Today we talk about ways to keep practice engaging, creative and keep you all having fun.
Probably you are reading this because practice in your house is not fun, not a happy time, and you feel like you need either a lie-down or a large glass of wine afterwards. Or both.
Let’s pause for a minute and can you ask yourself, “Why do I not enjoy practicing with my child?”
Is there something specific or a root cause to this that you can jiggle out? Often, its because “my child makes a huge fuss and makes us both miserable” or something like that.
Let’s downshift a few times and put ourselves into a child’s perspective. What do children LOVE to do? Play and imitate. Contrary to popular belief, it is not temper tantrums.
To invite children into a happy practice space and to leave having enjoyed it and learned something, we need to do two things: gamify practice and model positive behaviour and emotion.
This term is rather new, and it came with the advent of video and computer games. If you were or are a gamer, consider how addicting “leveling up” and acquiring new skills and items within the game is. For those of you who don’t game, it is VERY addicting, and VERY fun.
What would our practices look like if we did this while practicing?
Like I said in Part 1: That Dirty Word: Practice, this kind of practice is not easy. It’s not a set up-check out process, it’s a focus and achieve process. We need to think in the long-term to successfully gamify music. Figure out the end goal and decide what you need to do to get there.
But it is simple. All you need is a some creativity, some humility and a bit of patience.
Start by identifying steps within the larger skill that can be broken down into games. Keep it short and sweet, too many steps makes it look like you’re never going to level up!
Here are some other suggestions to sweeten the practice:
Repetitions are a foundational principle of learning anything. Counting them creatively helps shorten the time you spend thinking about those repetitions. Try keeping track with chocolate chips (make sure to eat them at the end of the practice!), an abacus, play each repetition to a different person, window, pet, direction, place a Lego block on a structure for each repetition, or write a line of a story per repetition.
Practice in a different area (some like consistency in location, do this if your child gets bored).
Have a different theme every day (Dinosaurs! Beautiful sound! Bunnies! Marshmallow fingers!).
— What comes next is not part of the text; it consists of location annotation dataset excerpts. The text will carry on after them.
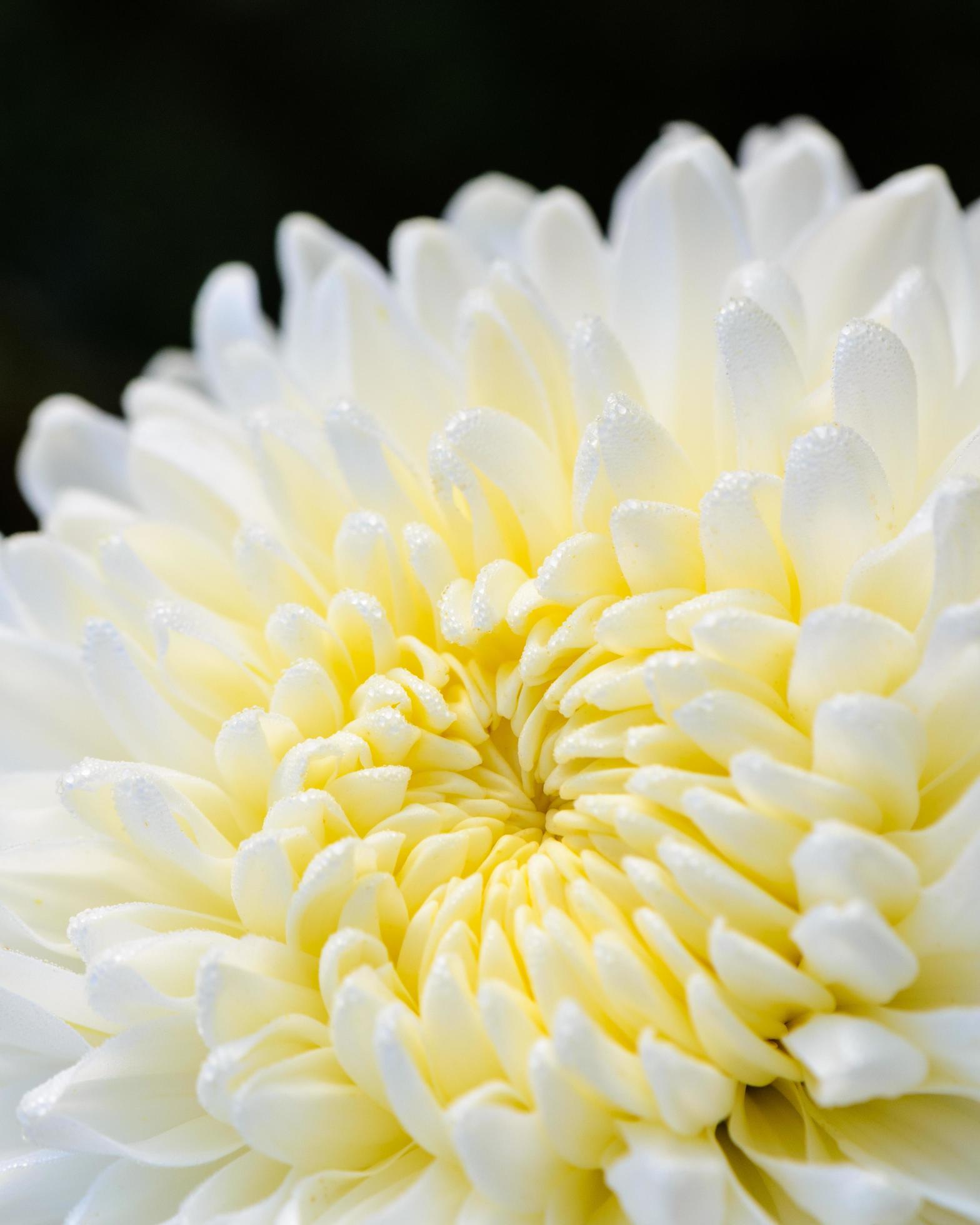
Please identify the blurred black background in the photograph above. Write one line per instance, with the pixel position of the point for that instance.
(142, 144)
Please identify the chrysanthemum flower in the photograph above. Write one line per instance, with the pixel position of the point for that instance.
(504, 745)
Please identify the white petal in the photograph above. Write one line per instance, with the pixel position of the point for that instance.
(875, 394)
(489, 212)
(682, 236)
(69, 445)
(836, 506)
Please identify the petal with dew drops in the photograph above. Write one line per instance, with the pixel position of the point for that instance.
(836, 506)
(875, 394)
(765, 380)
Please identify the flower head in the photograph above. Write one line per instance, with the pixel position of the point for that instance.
(515, 726)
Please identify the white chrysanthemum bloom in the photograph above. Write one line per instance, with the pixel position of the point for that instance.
(504, 746)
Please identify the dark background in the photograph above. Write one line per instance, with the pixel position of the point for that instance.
(144, 142)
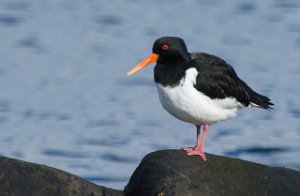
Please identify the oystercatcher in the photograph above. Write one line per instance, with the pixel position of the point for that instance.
(198, 88)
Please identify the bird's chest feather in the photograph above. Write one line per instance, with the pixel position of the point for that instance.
(188, 104)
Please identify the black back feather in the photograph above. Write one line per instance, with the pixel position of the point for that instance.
(217, 79)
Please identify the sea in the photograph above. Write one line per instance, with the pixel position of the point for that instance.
(67, 102)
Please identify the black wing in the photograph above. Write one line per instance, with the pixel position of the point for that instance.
(217, 79)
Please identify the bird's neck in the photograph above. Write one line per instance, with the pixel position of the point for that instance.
(169, 72)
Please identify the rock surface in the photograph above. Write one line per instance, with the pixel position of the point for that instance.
(172, 172)
(23, 178)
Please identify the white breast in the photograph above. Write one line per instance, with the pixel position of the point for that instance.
(188, 104)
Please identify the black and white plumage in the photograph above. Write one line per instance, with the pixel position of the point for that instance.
(198, 88)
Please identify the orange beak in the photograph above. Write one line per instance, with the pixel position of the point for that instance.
(152, 58)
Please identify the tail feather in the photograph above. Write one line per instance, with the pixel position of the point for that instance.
(257, 99)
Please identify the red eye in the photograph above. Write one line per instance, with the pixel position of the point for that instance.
(165, 47)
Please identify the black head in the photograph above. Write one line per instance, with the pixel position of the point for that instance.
(166, 51)
(169, 48)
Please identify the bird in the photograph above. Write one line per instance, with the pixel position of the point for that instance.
(198, 88)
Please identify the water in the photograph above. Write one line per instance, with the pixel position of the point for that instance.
(66, 100)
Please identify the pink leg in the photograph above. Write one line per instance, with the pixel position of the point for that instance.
(199, 148)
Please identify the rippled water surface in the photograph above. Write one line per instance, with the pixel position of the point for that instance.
(66, 100)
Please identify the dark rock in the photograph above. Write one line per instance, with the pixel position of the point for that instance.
(172, 172)
(24, 178)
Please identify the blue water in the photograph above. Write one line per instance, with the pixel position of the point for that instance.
(66, 100)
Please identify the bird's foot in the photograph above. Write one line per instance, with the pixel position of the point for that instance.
(195, 151)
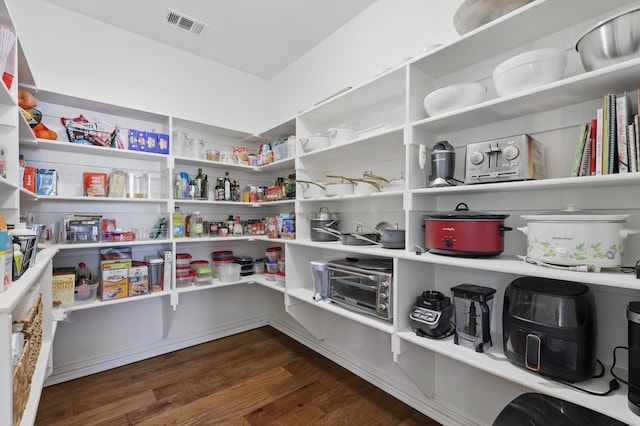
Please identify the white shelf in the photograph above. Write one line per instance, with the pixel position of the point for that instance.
(10, 299)
(570, 91)
(232, 203)
(100, 303)
(614, 181)
(61, 145)
(490, 39)
(83, 199)
(495, 362)
(83, 246)
(287, 163)
(306, 296)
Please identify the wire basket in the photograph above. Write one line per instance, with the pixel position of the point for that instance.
(89, 134)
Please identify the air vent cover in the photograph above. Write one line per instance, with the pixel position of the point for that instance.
(180, 20)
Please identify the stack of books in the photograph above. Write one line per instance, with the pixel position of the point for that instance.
(609, 143)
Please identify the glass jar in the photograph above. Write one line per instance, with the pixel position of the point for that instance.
(196, 224)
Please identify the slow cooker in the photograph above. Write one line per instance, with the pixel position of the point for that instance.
(463, 232)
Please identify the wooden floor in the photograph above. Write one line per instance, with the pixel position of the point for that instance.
(260, 377)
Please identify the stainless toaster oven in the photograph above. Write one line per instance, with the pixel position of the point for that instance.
(362, 284)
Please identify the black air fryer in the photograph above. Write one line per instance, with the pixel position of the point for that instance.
(549, 327)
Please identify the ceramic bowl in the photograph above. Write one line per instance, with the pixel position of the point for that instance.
(456, 96)
(529, 70)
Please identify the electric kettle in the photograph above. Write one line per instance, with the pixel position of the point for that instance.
(443, 163)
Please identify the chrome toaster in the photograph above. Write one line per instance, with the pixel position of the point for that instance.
(507, 159)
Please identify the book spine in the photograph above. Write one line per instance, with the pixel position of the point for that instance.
(612, 162)
(577, 158)
(586, 153)
(599, 140)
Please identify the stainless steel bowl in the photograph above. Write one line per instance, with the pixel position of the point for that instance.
(614, 40)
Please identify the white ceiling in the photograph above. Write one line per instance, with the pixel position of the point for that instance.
(260, 37)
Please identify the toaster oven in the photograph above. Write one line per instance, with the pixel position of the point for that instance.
(362, 285)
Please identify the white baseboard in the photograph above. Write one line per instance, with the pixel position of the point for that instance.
(63, 373)
(436, 410)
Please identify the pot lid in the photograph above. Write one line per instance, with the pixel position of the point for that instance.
(323, 214)
(462, 212)
(571, 213)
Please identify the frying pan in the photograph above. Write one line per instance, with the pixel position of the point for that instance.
(351, 239)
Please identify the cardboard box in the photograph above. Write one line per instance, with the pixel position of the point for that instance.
(163, 143)
(138, 279)
(115, 283)
(151, 142)
(63, 286)
(6, 260)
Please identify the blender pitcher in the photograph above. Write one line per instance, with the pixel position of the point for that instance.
(472, 305)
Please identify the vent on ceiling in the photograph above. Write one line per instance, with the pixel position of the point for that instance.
(186, 23)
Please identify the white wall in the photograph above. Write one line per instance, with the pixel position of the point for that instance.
(381, 36)
(71, 54)
(82, 57)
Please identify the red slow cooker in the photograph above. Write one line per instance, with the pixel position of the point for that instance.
(462, 232)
Come in costume.
Invite a friend or family member (like a grandparent) to sit and listen to the practice.
Take a time-capsule video and watch together a few days or weeks later to see the progress.
Colour in a colour-by-number area per item or day practiced.
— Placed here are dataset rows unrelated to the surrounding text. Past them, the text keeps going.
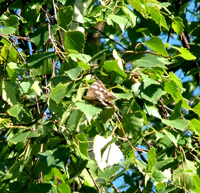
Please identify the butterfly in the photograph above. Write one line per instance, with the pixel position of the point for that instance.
(99, 95)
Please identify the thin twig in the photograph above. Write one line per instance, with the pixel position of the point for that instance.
(122, 128)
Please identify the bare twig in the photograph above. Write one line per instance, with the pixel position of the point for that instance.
(122, 128)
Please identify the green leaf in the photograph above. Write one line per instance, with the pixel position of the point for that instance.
(196, 181)
(21, 137)
(194, 125)
(153, 111)
(186, 54)
(12, 21)
(173, 77)
(57, 157)
(137, 4)
(109, 172)
(157, 17)
(157, 46)
(7, 30)
(45, 68)
(133, 126)
(65, 16)
(80, 57)
(149, 61)
(74, 40)
(130, 15)
(74, 73)
(177, 25)
(148, 81)
(196, 109)
(64, 188)
(166, 161)
(180, 124)
(43, 188)
(60, 91)
(171, 88)
(172, 135)
(89, 110)
(152, 93)
(121, 21)
(126, 96)
(158, 176)
(8, 93)
(40, 36)
(151, 157)
(15, 110)
(74, 120)
(113, 66)
(82, 143)
(37, 59)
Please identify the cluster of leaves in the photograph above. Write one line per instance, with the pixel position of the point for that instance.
(50, 52)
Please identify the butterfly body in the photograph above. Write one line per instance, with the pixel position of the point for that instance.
(98, 94)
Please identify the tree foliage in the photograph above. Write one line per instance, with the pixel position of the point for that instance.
(53, 140)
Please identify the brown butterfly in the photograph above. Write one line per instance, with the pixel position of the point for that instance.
(99, 95)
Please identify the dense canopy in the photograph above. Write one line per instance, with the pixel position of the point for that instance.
(146, 56)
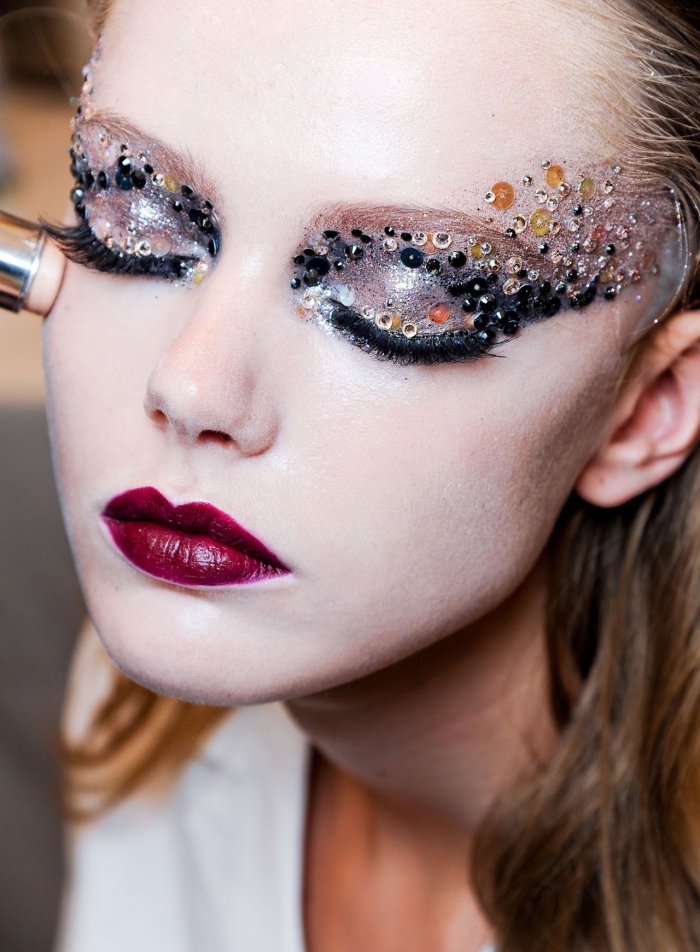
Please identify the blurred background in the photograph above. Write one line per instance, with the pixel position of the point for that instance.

Make up games or stories to go along with tasks.
Bring a favourite toy to practice and include it in the tasks.
But gamifying practice will do nothing if you’re still not having fun. Fun = smiles and laughter.
Does your child’s practice unfold like a textbook? Is there anything that is engaging or inviting for children? Do you smile while your child practices?
Maybe you’ve never thought that practice could include smiling. That is perfectly normal, and you’re not alone. The word “practice” doesn’t exactly trigger “fun”.
Now here’s some hard love. Just because you think practice should go a certain way, doesn’t mean your dear child will agree with you. They are their own person and they have their own opinions, thoughts and emotions. Just because they whine and refuse to practice doesn’t mean you need to hate music lessons. As the parent, you get to choose when to practice, and you get to choose your emotions relating to music lessons. Their journey does not reflect on you as a parent, you are free to make your own choices and your child is free to make their own. You can choose to enter the practice time and space with positivity and energy, or you can choose to mirror your 6 year old’s temper tantrum back to them.
As the practice parent, if you are engaged and having fun, your child will be engaged and having fun. Your child will see you having fun and enjoying practice, and start to believe it is actually fun!
Practicing does not always have to be serious, practicing can be refreshing and exhilarating, and even enjoyable. Why do we do this? To nurture and cultivate a life-long love of music in our children’s lives.